The PTC also plans to move the shed on Nike Site Road to the other side of Pa. 130, Miller told the Tribune-Review.
Marjie Previc is "just worried about finding some place to move to."
She owns Marjie's Flowers, a flower shop in Crossroads Plaza next to where the interchange's proposed location is to be constructed along Pa. 130.
"It's going to be a year or so before anything comes to fruition," Previc said, "so I'll worry about it when the time comes."
Because the interchange will have "open road tolling," according to PTC Spokesperson Crispin Havener, it will take up less space than the "typical, old-style toll booth system." He added it will not "extend very far outside of that block where the interchange will be."
Miller said residents' opinions on the interchange are split.
"[Community members] are either 100 percent for it or 100 percent against it," he told the Pittsburgh newspaper. "It doesn't seem like people are too comfortable with being middle of the road [about it]."

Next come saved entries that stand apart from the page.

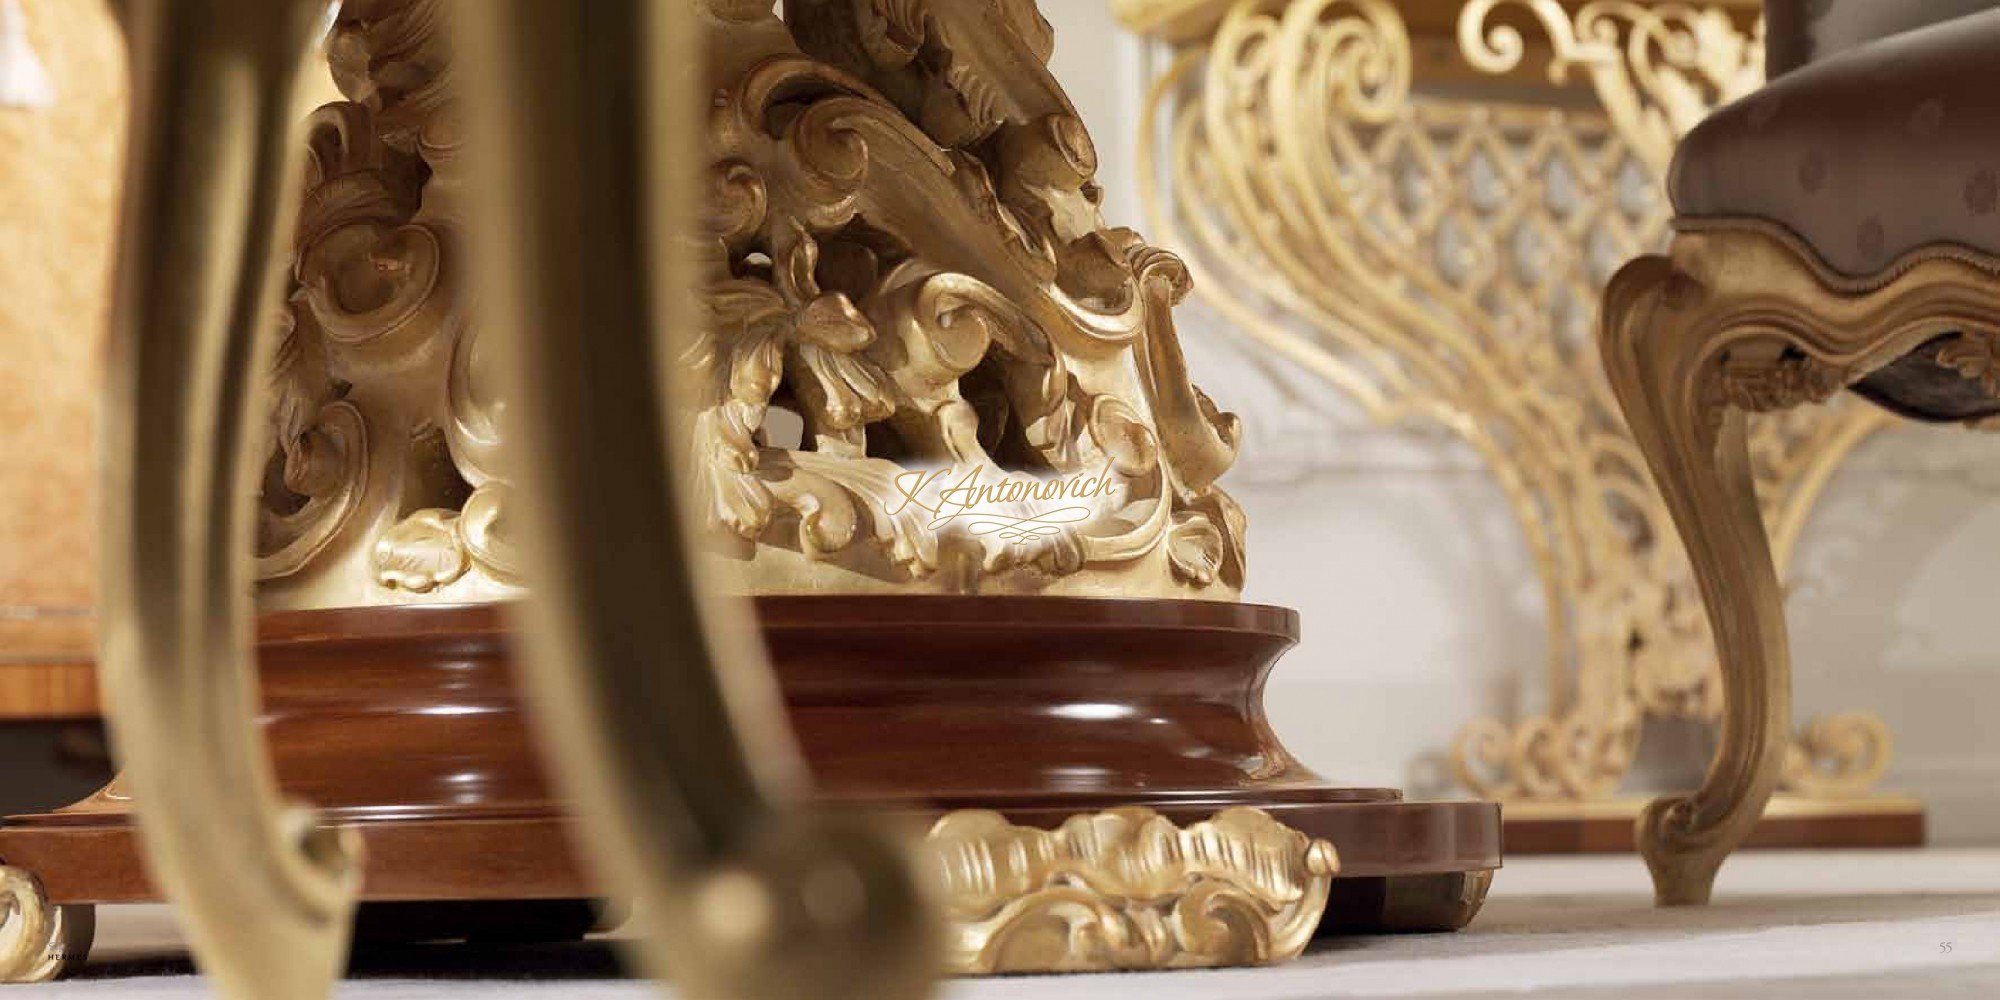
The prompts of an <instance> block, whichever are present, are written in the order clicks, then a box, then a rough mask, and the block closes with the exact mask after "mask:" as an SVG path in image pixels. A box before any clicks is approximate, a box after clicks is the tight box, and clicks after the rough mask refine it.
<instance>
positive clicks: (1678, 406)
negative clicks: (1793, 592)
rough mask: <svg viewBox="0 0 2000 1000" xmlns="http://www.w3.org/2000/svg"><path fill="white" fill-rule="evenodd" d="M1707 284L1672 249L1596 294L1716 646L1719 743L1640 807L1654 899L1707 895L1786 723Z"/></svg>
mask: <svg viewBox="0 0 2000 1000" xmlns="http://www.w3.org/2000/svg"><path fill="white" fill-rule="evenodd" d="M1710 294H1712V290H1708V288H1704V286H1702V284H1700V282H1698V278H1694V276H1690V274H1686V272H1682V270H1678V268H1676V264H1674V260H1668V258H1644V260H1636V262H1632V264H1630V266H1626V268H1624V270H1622V272H1620V274H1618V276H1616V278H1614V280H1612V286H1610V290H1608V292H1606V298H1604V364H1606V368H1608V370H1610V378H1612V388H1614V390H1616V394H1618V402H1620V404H1622V406H1624V412H1626V418H1628V420H1630V424H1632V432H1634V434H1636V438H1638V444H1640V448H1642V450H1644V452H1646V460H1648V464H1650V466H1652V474H1654V480H1656V482H1658V484H1660V490H1662V492H1664V494H1666V502H1668V508H1670V510H1672V516H1674V524H1676V526H1678V528H1680V536H1682V540H1684V542H1686V546H1688V558H1690V560H1692V562H1694V574H1696V580H1698V582H1700V588H1702V596H1704V600H1706V602H1708V618H1710V622H1712V626H1714V632H1716V646H1718V652H1720V656H1722V684H1724V714H1722V748H1720V752H1718V756H1716V762H1714V766H1712V768H1710V772H1708V780H1706V782H1704V784H1702V788H1700V790H1698V792H1694V794H1692V796H1688V798H1664V800H1658V802H1654V804H1652V806H1650V808H1648V810H1646V814H1644V816H1642V818H1640V830H1638V836H1640V852H1642V854H1644V856H1646V864H1648V866H1650V868H1652V880H1654V892H1656V898H1658V902H1660V904H1702V902H1708V894H1710V888H1712V886H1714V880H1716V870H1718V868H1720V866H1722V860H1724V858H1728V854H1730V852H1732V850H1736V846H1738V844H1740V842H1742V840H1744V836H1748V834H1750V828H1752V826H1756V822H1758V816H1762V812H1764V804H1766V800H1768V798H1770V794H1772V790H1774V788H1776V786H1778V776H1780V770H1782V764H1784V734H1786V730H1788V728H1790V680H1788V660H1786V656H1788V654H1786V640H1784V608H1782V606H1780V590H1778V570H1776V564H1774V562H1772V556H1770V540H1768V538H1766V536H1764V520H1762V516H1760V514H1758V506H1756V492H1754V484H1752V480H1750V450H1748V440H1746V434H1744V428H1746V416H1744V412H1742V410H1732V408H1728V406H1726V402H1724V400H1722V398H1720V396H1716V394H1714V392H1710V390H1712V386H1714V380H1712V378H1710V368H1712V366H1714V364H1716V358H1714V354H1712V348H1710V334H1716V332H1720V330H1712V328H1702V326H1698V324H1700V322H1702V320H1704V318H1706V310H1704V306H1706V304H1708V296H1710Z"/></svg>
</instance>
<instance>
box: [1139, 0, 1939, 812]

The PTC said in a statement, that the new interchange will "provide improved access to neighboring counties and employment centers from the turnpike and encourage economic development in Westmoreland County."
The commission plans to host a public presentation on the road project. Information on the meeting and the project's progress will be announced on the project website at https://www.paturnpike.com/traveling/construction/site/sr130-interchange.
Perez hopes there will be consistent communication from PTC to dispel any rumors about the construction effort.
"I'm glad to have this project site set up and we can link to it," she said, "because I'm hoping people will go to that — if they keep it updated — and it will stop a lot of the misinformation that's out there on [social media]."